Limitation des déplacements, école à la maison, télétravail, etc., ne constituent que la partie visible du confinement. Quel impact a-t-il en termes de risques psycho-sociaux ?

« L’homme est un animal politique ». En 2020, la célèbre citation d’Aristote revêt une résonance toute particulière. Si la vie en société constitue le devenir naturel de l’homme, est-ce à dire que le confinement empêche les milliards d’hommes et de femmes coincés actuellement chez eux de s’épanouir et de réaliser leur humanité ? Si l’homme est un animal vivant parmi ses pairs, quels risques psychologiques lui fait encourir une période de distanciation sociale ? 

Confinés mais tous exposés

« L’annonce du confinement », explique Christian Mainguy, directeur des relations stratégiques chez Workplace Options, « produit un effet très anxiogène ». Puis, dans un second temps, « le vécu de l’insécurité de l’emploi prend le dessus », ce qui nourrit l’anxiété… Ce cercle, vicieux s’il en est, explique sans doute les chiffres dévoilés, le 20 avril, par le Baromètre exclusif Opinion Way pour Empreinte Humaine.

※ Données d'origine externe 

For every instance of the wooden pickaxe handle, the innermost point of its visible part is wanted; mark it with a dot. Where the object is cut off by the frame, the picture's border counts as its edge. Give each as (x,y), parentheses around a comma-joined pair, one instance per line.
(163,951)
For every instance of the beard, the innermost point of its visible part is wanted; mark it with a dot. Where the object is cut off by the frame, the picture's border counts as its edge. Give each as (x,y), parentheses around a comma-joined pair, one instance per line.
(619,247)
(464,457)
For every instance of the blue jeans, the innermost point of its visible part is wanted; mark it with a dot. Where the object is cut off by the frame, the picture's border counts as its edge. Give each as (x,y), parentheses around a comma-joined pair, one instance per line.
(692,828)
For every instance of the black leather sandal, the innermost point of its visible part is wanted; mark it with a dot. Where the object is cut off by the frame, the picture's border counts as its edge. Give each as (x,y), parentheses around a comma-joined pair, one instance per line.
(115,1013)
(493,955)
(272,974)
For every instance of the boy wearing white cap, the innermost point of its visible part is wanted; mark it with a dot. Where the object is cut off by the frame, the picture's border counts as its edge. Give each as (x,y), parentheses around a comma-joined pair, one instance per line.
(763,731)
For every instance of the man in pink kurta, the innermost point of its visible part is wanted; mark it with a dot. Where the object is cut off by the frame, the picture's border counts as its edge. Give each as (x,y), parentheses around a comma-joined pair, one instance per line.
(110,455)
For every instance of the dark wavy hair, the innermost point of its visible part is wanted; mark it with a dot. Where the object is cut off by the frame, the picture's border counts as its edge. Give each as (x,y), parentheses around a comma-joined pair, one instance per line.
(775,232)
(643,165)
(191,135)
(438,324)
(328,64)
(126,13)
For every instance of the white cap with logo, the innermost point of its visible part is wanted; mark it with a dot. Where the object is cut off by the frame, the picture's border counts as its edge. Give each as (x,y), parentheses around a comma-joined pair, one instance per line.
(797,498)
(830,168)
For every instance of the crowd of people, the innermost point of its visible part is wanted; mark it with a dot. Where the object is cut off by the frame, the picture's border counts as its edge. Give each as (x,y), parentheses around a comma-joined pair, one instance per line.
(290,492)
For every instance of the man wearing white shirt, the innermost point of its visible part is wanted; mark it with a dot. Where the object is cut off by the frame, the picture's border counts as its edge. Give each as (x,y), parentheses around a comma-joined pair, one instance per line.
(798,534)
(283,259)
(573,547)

Ainsi, 44% des salariés français sont en détresse psychologique et un quart d’entre eux présentent un risque de dépression nécessitant un traitement. 

Le baromètre révèle également que nous ne sommes pas égaux face à l’impact psychologique du confinement. Les femmes et les personnes vivant en couple semblent particulièrement exposées puisqu’elles sont respectivement 22% et 20% à faire l’expérience d’une détresse psychologique élevée. Christian Mainguy, quant à lui, met en garde contre les différences de vécu « entre ceux “protégés” par le télétravail et ceux contraints d’aller “au front” », entre ceux exerçant des activités jugées indispensables et les autres. « Elles risquent, à terme, de créer des tensions au niveau du collectif » car la souffrance n’épargne pas ceux qui « restent chez eux ». Le travail, en effet, confère un statut social. Il permet à l’individu de s’insérer dans un réseau de relations humaines, de s’estimer lui-même à proportion de l’estime qu’il reçoit de la part de ses collègues ou de ses supérieurs. Cette confiance en soi s’effrite à mesure que les contacts s’amenuisent ou que la charge de travail se rétrécit chaque jour davantage.

44% des Français sont en détresse psychologique 

Brown-out pour les uns, burn-out pour les autres, et peut-être même bore-out pour ceux qui, comme un quart des actifs, sont concernés par les mesures exceptionnelles d’activité partielle. À l’ennui d’une journée sans mission ni tâche assignée, peut s’ajouter la crainte de lendemains plus difficiles. Nombreux sont, en effet, les salariés à percevoir leur mise en activité partielle comme le signe annonciateur d’un chômage futur. Le stress grimpe d’un cran chez ceux qui, toujours en période d’essai, vivent avec une épée de Damoclès au-dessus de la tête. 

La force du collectif 

Le déconfinement ne représente encore qu’une perspective et non une réalité. Pourtant, arrivera le moment où nous retournerons travailler. Le contexte économique exigera sans doute efforts et investissements, mais « aucune impasse ne saurait être faite » sur la prise en compte des risques psychosociaux. « Il faudra », insiste Christian Mainguy, « parler de ce qui s’est passé, de comment chacun a vécu la crise, de ce qui n’a pas fonctionné. » Or, les organisations apparaissent peu outillées pour faire face à l’après. Un tiers seulement des salariés estiment qu’elles en font suffisamment en matière de sécurité psychologique. 

Acteur de la prévention des risques, le manager ne saurait être renvoyé à sa solitude dans la détection des signaux faibles émis, par écrans interposés, par des collaborateurs en proie au stress ou à l’anxiété. Prendre soin des autres induit, en effet, de n’être pas soi-même en état de détresse psychologique élevée, ce que vivent 20% des managers. Si la Fédération des intervenants des risques psychosociaux (FIRPS) met en garde les télé-managers contre le réflexe du contrôle taylorien du travail, la souplesse à l’égard des collaborateurs ne doit pas pour autant rimer avec laisser-aller. Le télétravail en période de confinement relève bien du hors-piste managérial. Il n’en requiert pas moins l’instauration de nouveaux rituels qui viendront encadrer l’activité de collectifs de travail éclatés.

La gestion des risques psychosociaux implique de mettre à l’équilibre des contraintes et des ressources. Les entreprises auront, dans les semaines à venir, à composer avec une surcharge de travail, des difficultés économiques, des collaborateurs moralement épuisés, etc. Néanmoins, souligne Christian Mainguy, elles pourront « s’appuyer sur le collectif pour se reconstruire » mais aussi tester de nouvelles manières de travailler et, plus largement, innover.